Büyüğünde kendisine prens gibi davranılacağını zanneden fakat ne kadar spor salonunda kaslarını geliştirirse geliştirsin ya da ne kadar çekici olursa olsun asla istediği kadar saygı görmeyen, bu nedenle de öfkelenip birilerini öldürmek isteyen, bunu da yap(a)madığından duygularını içine atıp ne yapacağını şaşıran, sonunda da içini dökmek için bir hapishanenin başlattığı terapi seanslarına katılarak mahkumların karşısında sinir krizi geçiren Brian; Terapi’de (2017) karşılaştığımız inanılmaz tepkiler veren insanlardan sadece biri.

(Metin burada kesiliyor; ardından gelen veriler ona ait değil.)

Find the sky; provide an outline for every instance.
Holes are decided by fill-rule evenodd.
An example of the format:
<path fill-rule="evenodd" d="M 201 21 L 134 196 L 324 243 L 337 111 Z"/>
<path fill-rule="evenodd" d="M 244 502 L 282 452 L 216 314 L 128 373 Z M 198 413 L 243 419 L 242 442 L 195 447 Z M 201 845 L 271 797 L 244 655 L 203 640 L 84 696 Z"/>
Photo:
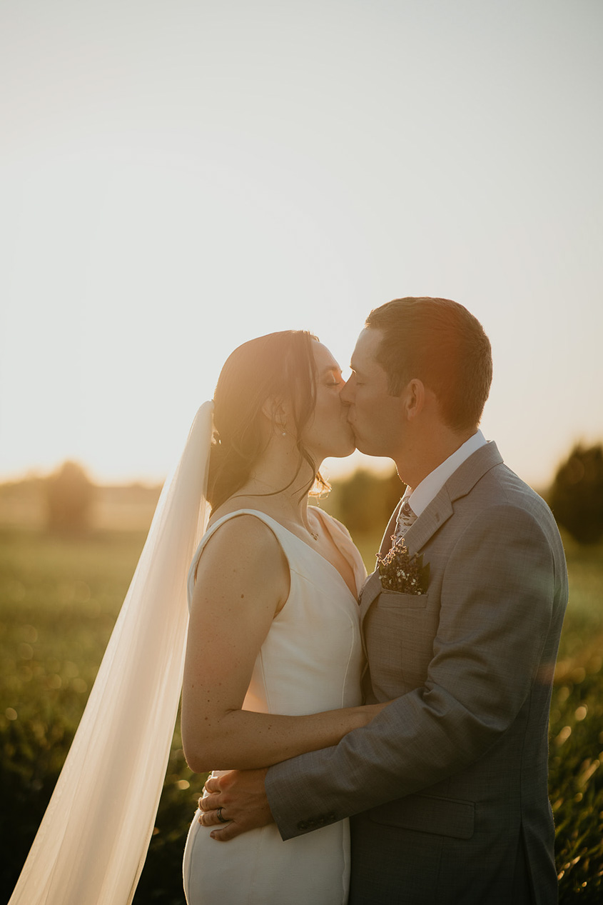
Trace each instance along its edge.
<path fill-rule="evenodd" d="M 600 0 L 0 0 L 0 480 L 162 480 L 241 342 L 344 367 L 432 295 L 546 487 L 603 441 L 602 41 Z"/>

Jairus McLeary ve Gethin Aldous imzalı belgesel Kaliforniya’nın Folsom Hapishanesi’nde, tek bir odada geçiyor. Yıllardır katılan deneyimli mahkumlar, ilk kez katılan mahkumlar ve dışardan gönüllü sıradan vatandaşlar çember yaptıkları sandalyelere oturup içlerini döküyor ve erkeklik üzerine konuşuyor. Kimi babasından dertli, kimi karısından… İlginç olansa hiç beklemediğimiz anda çözülmeleri, sinir krizi geçirmeleri, hüngür hüngür ağlamaları, kendilerini yerden yere atmaları ve sonra da kalkıp daha iyi hissettiklerini söylemeleri.
Ne kadarı gerçek ne kadarı değil bilemiyorum fakat her iki türlü de izlediğimiz kurmaca terapi seanslarında görmemizin mümkün olmadığı, görsek de senaristi suçlayabileceğimiz kadar inanılmaz görüntülerle dolu Terapi, cezaevinde geçen dört günü gözlemci kamerayla kayda alan ilginç bir deneyim.
Not: Filmi 22 Şubat 2018 13.00 Cinemaximum City’s Nişantaşı Salon 7’de görebilirsiniz.